A Presentation by Johanna Greeson, PhD
Thursday, April 7, 2016
Each year roughly one in ten youth exiting foster care does so without a legally binding, permanent connection with a caring adult, and are at high risk for many adverse outcomes during the transition to adulthood. Research indicates that a caring adult, like a natural mentor, may serve protectively. However, child welfare programming for foster youth continues to prioritize independence over relational connectedness. This presentation will: (1) advocate for reconceptualization of services for foster youth from independent living to interdependent living, (2) present a novel natural mentoring intervention that promotes social support among foster youth, called C.A.R.E. (Caring Adults ‘R’ Everywhere), and (3) highlight policy changes that would support interdependent living for foster youth.

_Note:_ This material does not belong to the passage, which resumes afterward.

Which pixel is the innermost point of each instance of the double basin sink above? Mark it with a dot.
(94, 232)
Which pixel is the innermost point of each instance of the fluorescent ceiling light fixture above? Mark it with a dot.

Dr. Greeson is passionate about reforming the child welfare system, using research to build better futures for youth who age out of foster care, and realizing the power of connections to caring adults for all vulnerable youth. Her research agenda is resiliency focused and based in the strengths and virtues that enable foster youth to not only survive, but thrive. Following receiving her PhD in social work from University of North Carolina-Chapel Hill in 2009 and completing a two-year post-doctoral fellowship at the UCLA-Duke University National Center for Child Traumatic Stress, Dr. Greeson joined the standing faculty at the University of Pennsylvania’s School of Social Policy & Practice as an Assistant Professor in 2012.